Charges Dropped Against Officer Who Shot Scissor-Stabber

YERUSHALAYIM -
Israeli security forces at the scene where two people were lightly injured in a stabbing attack, when two Arab women stabbed shoppers at the Mahane Yehuda market in central Jerusalem with scissors, November 23, 2015. Photo by Yonatan Sindel/Flash90
Israeli security forces at the scene where two people were lightly injured in a stabbing attack, near the Machaneh Yehudah market in central Yerushalayim, by two Arab girls using scissors, Nov. 23, 2015. (Yonatan Sindel/Flash90)

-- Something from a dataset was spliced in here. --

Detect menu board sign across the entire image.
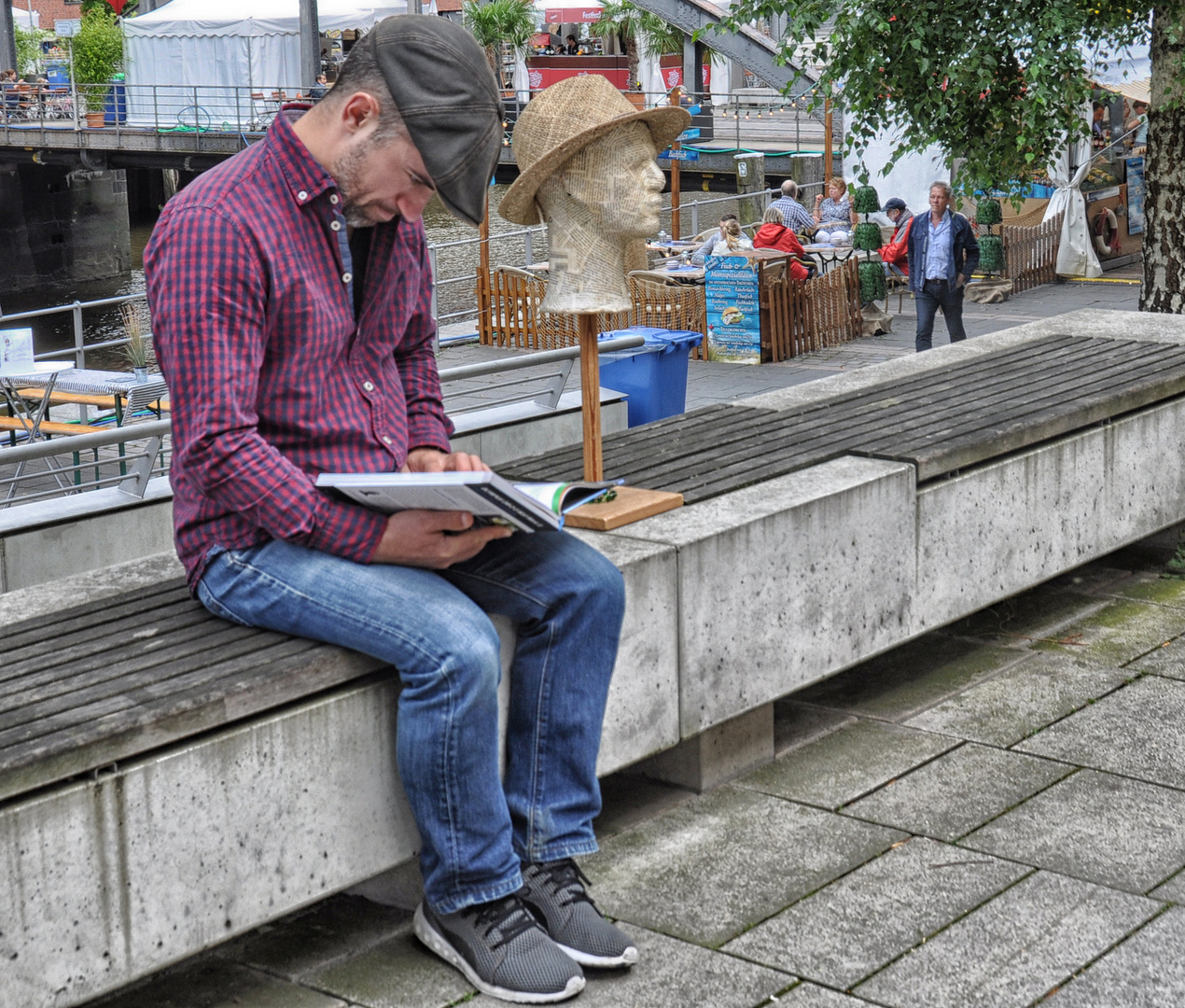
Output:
[1127,158,1144,235]
[704,255,760,364]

Prosecutors are set to drop charges against a police officer who shot and killed an Arab terrorist at the Machaneh Yehudah market in Yerushalayim after she and a companion went on a stabbing spree, using a pair of scissors to stab passersby.

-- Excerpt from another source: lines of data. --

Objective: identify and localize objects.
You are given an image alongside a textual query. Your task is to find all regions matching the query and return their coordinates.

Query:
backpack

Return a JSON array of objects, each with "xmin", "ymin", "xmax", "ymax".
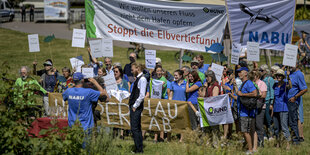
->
[{"xmin": 240, "ymin": 80, "xmax": 259, "ymax": 110}]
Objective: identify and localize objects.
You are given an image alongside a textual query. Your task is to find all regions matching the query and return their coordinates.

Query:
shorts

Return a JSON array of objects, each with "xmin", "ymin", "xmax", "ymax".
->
[{"xmin": 239, "ymin": 117, "xmax": 255, "ymax": 133}]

The incident on November 23 of last year left two people injured – a 70-year-old Arab man who was attacked by the stabbers, and an Israeli security officer, who was injured by a stray bullet when the officer in question shot at the two terrorists. They had in their possession a knife and a pair of scissors. One of the terrorists, a 16 year-old female Arab, was killed, while the second was injured in the shootout. An indictment was filed against the latter last Friday.

After conducting an investigation, former Attorney General Yehuda Weinstein filed charges against the officer, whom he said had unnecessarily shot the terrorist, killing her after she was already on the ground. The officer said that she had threatened to blow herself up, as she claimed to be wearing a bomb belt. Video cameras show the terrorist on the ground and both her and the officer talking, but as there is no audio, it was impossible for investigators to determine the nature of their conversation.

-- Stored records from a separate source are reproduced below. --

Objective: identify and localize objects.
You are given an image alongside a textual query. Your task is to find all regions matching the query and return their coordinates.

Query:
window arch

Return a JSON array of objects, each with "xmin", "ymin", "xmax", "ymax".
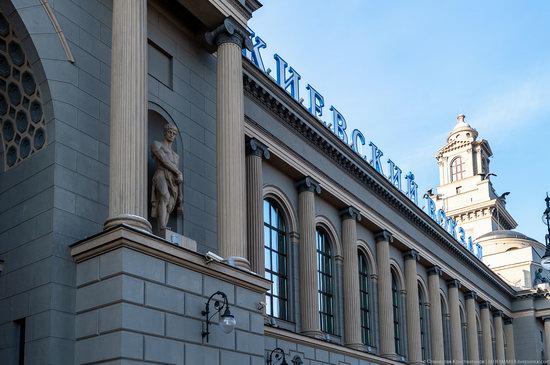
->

Investigators decided over the weekend that since there was no way to prove that the officer was not responding to an immediate threat, the charges should be dropped.

Public Security Minister Gilad Erdan slammed the decision to investigate the officer, saying that he “couldn’t understand the people who dare to judge security forces when they are forced to take action against terrorists, under the pressure of an attack in progress. It’s as if they are supposed to carry out a laboratory study to determine what other weapons the terrorist has and whether they plan to use them.”

After the attack, the officer was praised by his superiors, including Yerushalayim District Police Chief Moshe Edri, who said that the officer’s “professional response prevented injury to more innocent people.”